Despite the great gains made by women in recent decades, social limitations on them and discrimination in employment remain severe. Many Westerners wonder indignantly why Japanese women do not agitate more aggressively against their unequal status. One reason may be that Japanese women in recent decades have made such huge advances that they are still busy digesting them. Labor shortages in the years leading up to and through World War II and then again in the postwar economic surge have given them a much larger economic role and therefore a greater chance for economic independence. The mechanization of housework since the war, through washing machines, vacuum cleaners, and electric cooking utensils, especially electric rice cookers and microwaves, have freed them from much of the drudgery of domestic labor, releasing time for outside work or other activities. These factors combined with the postwar legal gains and sweeping social changes, have given women much wider opportunities, which are expanding steadily.
Another
reason why Japanese women have not taken up the women's liberation
movement more aggressively may be that it does not fit their
self-image or "ladylike" style. They realize that they
dominate the home and tend to be psychologically stronger than men.
They may sense that, while the bitter underdog attitude of Western
women may fit their traditional role as the "weaker sex,"
it would not be becoming for Japanese women as actually the stronger
sex.
This
attitude may tie in with what may well be the most important reason.
Japanese women are clearly aware of the satisfactions as well as
handicaps of their biological differences from men. They cherish
their role as mothers and homemakers who dominate domestic life and
supervise the raising of the next generation.

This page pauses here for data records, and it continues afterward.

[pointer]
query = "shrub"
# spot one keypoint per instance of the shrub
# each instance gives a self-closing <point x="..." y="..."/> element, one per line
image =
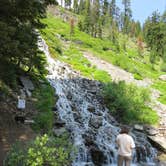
<point x="163" y="67"/>
<point x="127" y="103"/>
<point x="42" y="151"/>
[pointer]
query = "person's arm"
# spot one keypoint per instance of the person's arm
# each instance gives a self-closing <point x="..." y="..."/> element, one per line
<point x="117" y="141"/>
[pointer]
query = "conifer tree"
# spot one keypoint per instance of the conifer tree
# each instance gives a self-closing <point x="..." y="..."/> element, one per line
<point x="127" y="14"/>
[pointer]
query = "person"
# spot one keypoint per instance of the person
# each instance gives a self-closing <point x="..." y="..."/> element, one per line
<point x="125" y="146"/>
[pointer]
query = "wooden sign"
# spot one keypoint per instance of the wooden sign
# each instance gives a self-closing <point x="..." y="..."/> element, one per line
<point x="21" y="104"/>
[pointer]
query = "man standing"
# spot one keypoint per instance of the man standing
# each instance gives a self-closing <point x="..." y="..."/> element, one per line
<point x="125" y="145"/>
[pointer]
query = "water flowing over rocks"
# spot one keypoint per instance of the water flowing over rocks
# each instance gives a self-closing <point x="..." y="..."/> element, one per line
<point x="162" y="77"/>
<point x="92" y="129"/>
<point x="119" y="74"/>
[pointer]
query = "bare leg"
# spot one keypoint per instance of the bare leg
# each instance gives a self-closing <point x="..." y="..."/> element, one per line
<point x="120" y="160"/>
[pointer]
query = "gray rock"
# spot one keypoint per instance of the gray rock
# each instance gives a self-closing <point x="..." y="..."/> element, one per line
<point x="159" y="142"/>
<point x="60" y="131"/>
<point x="27" y="83"/>
<point x="96" y="121"/>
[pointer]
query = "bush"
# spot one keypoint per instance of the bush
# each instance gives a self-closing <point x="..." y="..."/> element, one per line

The result is that many
of them are forced into somewhat empty lives once the children are
grown up, but on the whole they seem to find at least as much
satisfaction in the balance they have struck as do women in the
United States.
Japanese women, however, seem on the verge of a veritable revolution in their status, as was underscored by the enthusiasm that accompanied Miss Doi's election as the head of the Socialist Party and Prime Minister Uno Sosuke's being forced to resign his post on June 2, 1989, in part because of charges of womanizing. Women, who for long had played leadership roles in local politics, began to show their muscle in national politics as well. The LDP countered by selecting two women cabinet members for the first time in 1987 and a woman to a major party post in 1989. This was, of course, only a small beginning, but women appeared to be on the point of breaking through the crust of male domination. It seems improbable that Japanese women will erupt in a stridently assertive female movement, as in the United States, but it appears quite likely that a "women's revolution" will be the next great step in Japanese social and political development.